Short answer: it's wave itself (not envelope). And it's perfect digital sine wave (in sense of Nyquist–Shannon sampling theorem). Set Sample Time of 'Sine Wave' block equal to 2*pi / 100 (for example). Does it look better?
The issue is connected with Sample Time for this particular case.
Sample time of 'Sine Wave' block (i.e., time period of sampling values of sine function) is zero. It means that Simulink will try to guess (or propagate from other blocks) proper sample time for your model. But there are no clues. Except one: frequency of Sine Wave.
Have a look at Scope waveform. Sample time is time between two peaks of "amplitude modulated triangles" (as we see it; but actually it's sine) in that case.
Question: how to choose proper sample time in order to be able to represent analog sine wave (which has frequency W rad/sec) by discrete samples? Answer is given by Nyquist–Shannon sampling theorem.

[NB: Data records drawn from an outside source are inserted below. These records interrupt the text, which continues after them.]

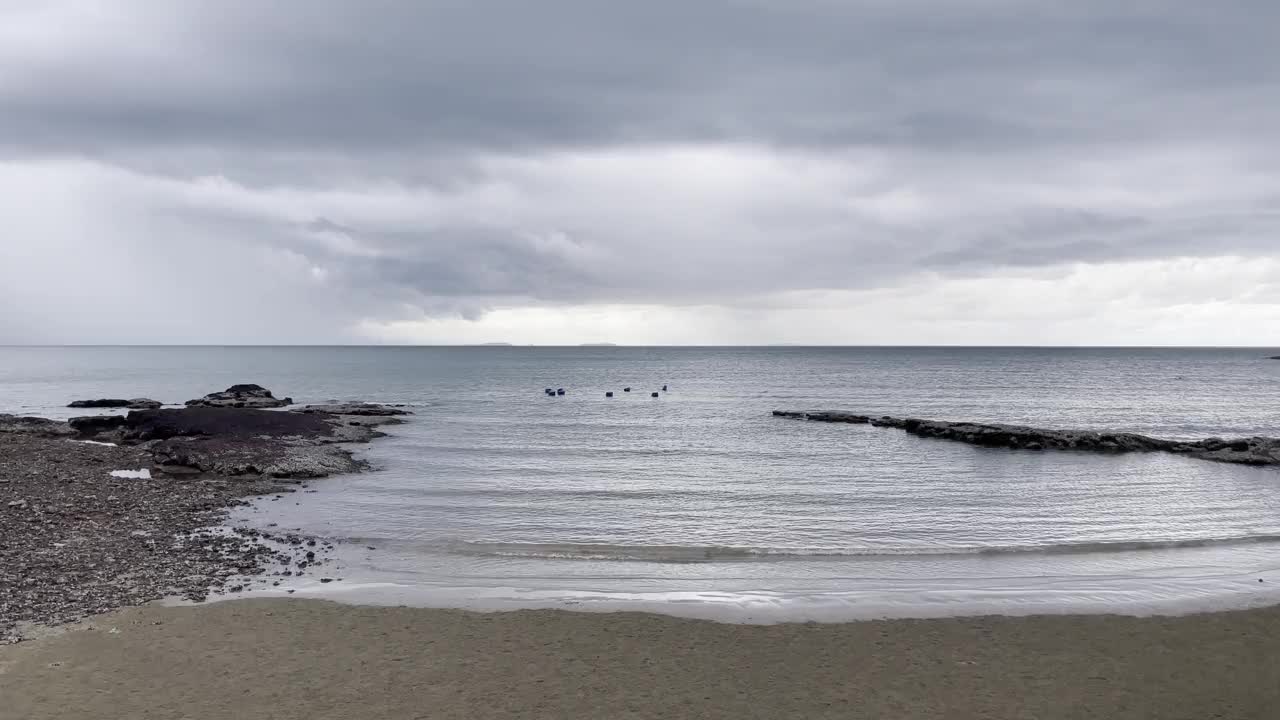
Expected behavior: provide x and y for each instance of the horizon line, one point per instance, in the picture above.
(624, 346)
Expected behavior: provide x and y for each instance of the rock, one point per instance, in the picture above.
(362, 409)
(18, 424)
(135, 404)
(100, 402)
(94, 425)
(1251, 451)
(241, 396)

Short and simple answer (not considering non-baseband sampling) is following:
W / (2*pi) < fs/2,
fs=1/ts - sampling frequency in Hz,
ts - sample time:
ts < pi / W.
If we have sine wave with frequency W rad/sec and would like to sample it with N samples per period, then we should choose sample time using following equation:
ts = 2*pi / (W * N).
If N>2, then we can perfectly reconstruct (in theory) analog sine wave from its discrete samples.
Well, try to play with different ts settings using this equation and get the idea. In your case frequency W = 1 rad/sec, so you can choose different number of samples N per sine period. But remember, that in theory even N=3 is enough to represent sine wave (though it looks strange).
Hope, this explanation will help you to understand sampling process...
Best Regards,
Vitaly.